YouTube Launches New Tools To Track Video Popularity
YouTube released new tools Wednesday to allow its video creators to chart the popularity of their online video clips and determine their money-making potential with advertisers.Â
The new service, called YouTube Insight, utilizes free software tools that display detailed statistics, such as chronological and demographic audience trends, to video creators and advertisers.
"Whether a YouTube video has 10 views or 10 million, people always want to know the same thing: Who’s watching this? Where do viewers come from? How did they find my video?," the company said in a post on its site.
According to Web traffic measurement firm comScore Inc., YouTube had 269 million monthly visitors across the world in February, an 84 percent increase from the same month a year ago.
Prior to launching the new service, YouTube offered video creators basic tools for tracking the number of comments their videos generated, the average viewer ratings and the ultimate ranking of a clip relative to all other YouTube videos. YouTube Insight now provides the added context of where viewers come from and when a particular video was viewed. Â
Advertisers themselves can use the tools to prospect for new marketing opportunities, view competitive ads and determine their return on investments for existing ads.
"YouTube has really become the world’s largest focus group," Tracy Chan, product manager for YouTube Insight, said during a phone interview with the Associated Press.
Chan explained the way in which a Hollywood studio might market a movie to YouTube viewers with the use of trailers, while a studio might simultaneously run offline, targeted newspaper and TV ads in different parts of the country.
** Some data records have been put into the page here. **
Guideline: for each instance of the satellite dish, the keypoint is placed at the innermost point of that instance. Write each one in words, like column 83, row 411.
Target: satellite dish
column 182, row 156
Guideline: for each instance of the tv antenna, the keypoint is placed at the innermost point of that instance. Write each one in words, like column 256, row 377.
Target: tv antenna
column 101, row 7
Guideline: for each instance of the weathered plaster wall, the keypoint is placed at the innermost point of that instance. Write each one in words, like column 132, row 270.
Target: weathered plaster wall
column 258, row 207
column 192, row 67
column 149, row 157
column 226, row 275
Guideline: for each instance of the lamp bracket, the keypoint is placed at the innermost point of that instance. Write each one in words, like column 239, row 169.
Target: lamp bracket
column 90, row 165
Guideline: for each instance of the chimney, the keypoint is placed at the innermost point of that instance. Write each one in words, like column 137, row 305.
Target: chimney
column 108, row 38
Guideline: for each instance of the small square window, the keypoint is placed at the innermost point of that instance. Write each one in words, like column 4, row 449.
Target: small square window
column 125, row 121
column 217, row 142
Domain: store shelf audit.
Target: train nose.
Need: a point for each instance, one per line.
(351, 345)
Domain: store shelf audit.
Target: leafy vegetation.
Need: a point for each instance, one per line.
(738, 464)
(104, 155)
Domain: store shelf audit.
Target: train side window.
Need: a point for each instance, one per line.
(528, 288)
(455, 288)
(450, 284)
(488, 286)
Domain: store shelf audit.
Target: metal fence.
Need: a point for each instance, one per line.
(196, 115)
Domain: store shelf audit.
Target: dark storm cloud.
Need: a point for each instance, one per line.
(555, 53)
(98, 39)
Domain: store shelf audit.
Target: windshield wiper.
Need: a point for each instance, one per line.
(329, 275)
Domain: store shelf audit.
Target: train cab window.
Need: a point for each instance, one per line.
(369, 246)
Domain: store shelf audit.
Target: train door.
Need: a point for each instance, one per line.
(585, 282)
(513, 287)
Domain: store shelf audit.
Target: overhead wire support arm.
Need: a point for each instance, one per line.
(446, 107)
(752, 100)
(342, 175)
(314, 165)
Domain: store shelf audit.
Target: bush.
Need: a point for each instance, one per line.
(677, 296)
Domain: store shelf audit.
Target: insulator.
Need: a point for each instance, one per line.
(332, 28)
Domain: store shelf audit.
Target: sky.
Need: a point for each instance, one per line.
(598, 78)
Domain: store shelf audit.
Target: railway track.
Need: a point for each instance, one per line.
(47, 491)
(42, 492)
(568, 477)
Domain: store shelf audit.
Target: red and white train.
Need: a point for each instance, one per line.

YouTube’s analytics tool could assist the studio in determining the effectiveness of different trailers in different geographic locations and at different times, and could measure the extent in which offline ad viewers were registering on YouTube.
For example, the studio might identify heavy viewership of one of its trailers in Utah, where it had done no marketing, and thereby decide to devote further marketing attention to that state.
Chan also described how bands testing the new service have discovered pockets of their fans they didn’t know existed, and have started planning future music tours based on this data.
Chan said YouTube plans to rapidly enhance the new service, and has plans to add features to track which sites are driving users to a particular video.